いや確かにそれはそうです。老子の思想が基本になっています。しかし、です。きちんと老子の思想のみを継承しているかと言うと、それは違います。荘子には老子と異なる思想があります。

ぼんやりとしたとらえようもない思想の二つをどう区別するのか、私たちには理解しにくいです……。まるで霞(かすみ)と霧(きり)を区別しろと問われているようなものです。
cf.
春が霞で、秋が霧です。夏霧・冬霧も季語にありますので、春だけ霞でしょうか……。

さて、『史記』が書かれたのは、前漢の武帝の時代です。

紀元前136年に、武帝は五経博士を置き、儒学(儒教)を国教化しました。

儒学(儒教)が国教になるにあたって、思想統一がなされました。

『易経』の正統が孔子の『論語』です。

・『易経』→『論語』→『孟子』→『荀子』

道家の老子は、儒家の孔子によって「易」の解釈が歪(ゆが)められたと告発しました。

『易経』のもう一つの流れが老子の『老子』です。

・『易経』→『老子』→『荘子』

この流れですと、当然『荘子』は『老子』の後継です。

ですが、儒学から『易経』から『老子』までの「易」の解釈の流れを考えてみましょう。

・『易経』→「歪んだ易」の『論語』→「三義」の『老子』

儒学では『易経』に『老子』を内包してしまいましたから、広い解釈では道家の玄学も儒学の一部です。しかし、明らかに異端です。

相手の思想を取り入れ、自身の思想を広め深め、その上で相手の思想を否定する――いつものやり方です。

たとえば、ヒンドゥー教のシヴァの化身のマハーカーラは、仏教に取り込まれて大黒天になりました。海を渡った日本では、仏教の大黒天は神道の大国主神と習合して、神道の大黒天として七福神の一柱になっています。「破壊と再生」の神も台所に祀られるとは思わなかったでしょう。

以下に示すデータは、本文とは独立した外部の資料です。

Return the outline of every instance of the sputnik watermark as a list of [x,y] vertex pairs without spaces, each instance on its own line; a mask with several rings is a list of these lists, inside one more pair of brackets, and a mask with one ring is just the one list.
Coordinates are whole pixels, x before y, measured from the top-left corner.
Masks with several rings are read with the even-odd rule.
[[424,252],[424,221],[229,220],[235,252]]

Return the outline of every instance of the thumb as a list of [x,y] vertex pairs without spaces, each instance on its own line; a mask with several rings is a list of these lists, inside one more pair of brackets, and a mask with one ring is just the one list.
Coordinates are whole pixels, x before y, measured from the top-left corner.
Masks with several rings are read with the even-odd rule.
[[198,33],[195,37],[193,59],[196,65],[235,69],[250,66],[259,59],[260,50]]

さて、「荘子の思想は老子の言が基本になっている」ために、『荘子』は異端に所属してしまいます。

しかし、荘子は孔子を認めています。それ以外の儒者は否定していますが……。

「蘇軾(そしょく)(蘇東坡(そとうば))は、『荘子』を読み、荘子は孔子を助けようとした人だと言っています。確かにそういう見方もできるくらい、荘子は孔子その人に対してはある種の敬意を払っています」
――玄侑宗久『荘子』(NHK出版、2015年)P12

とするならば、荘子は『論語』を基本として、『老子』のレイヤーによって歪みを解消して、「易」を述べていると言ったほうが正解かもしれません。#joke

・『易経』→「歪んだ易」の『論語』→(「三義」の『老子』)→「易」の『荘子』

荘子は老子の後継者ではなく、むしろ孔子の後継者であるといった流れを考えるのは楽しいものです。
※私見です。

こうした「妄言」が許せるのも『荘子』の魅力です。荘子は言葉を信用していません。「言葉は風や波のようだ」(「人間世篇」)と語っています。そして、「妄言するので、妄聴してね」(「斉物論篇」)です。

老子の憂いが現実となり、孔子の語る「易」の歪みを如実に感じていた荘子は、それだけ傷ついたのかもしれません。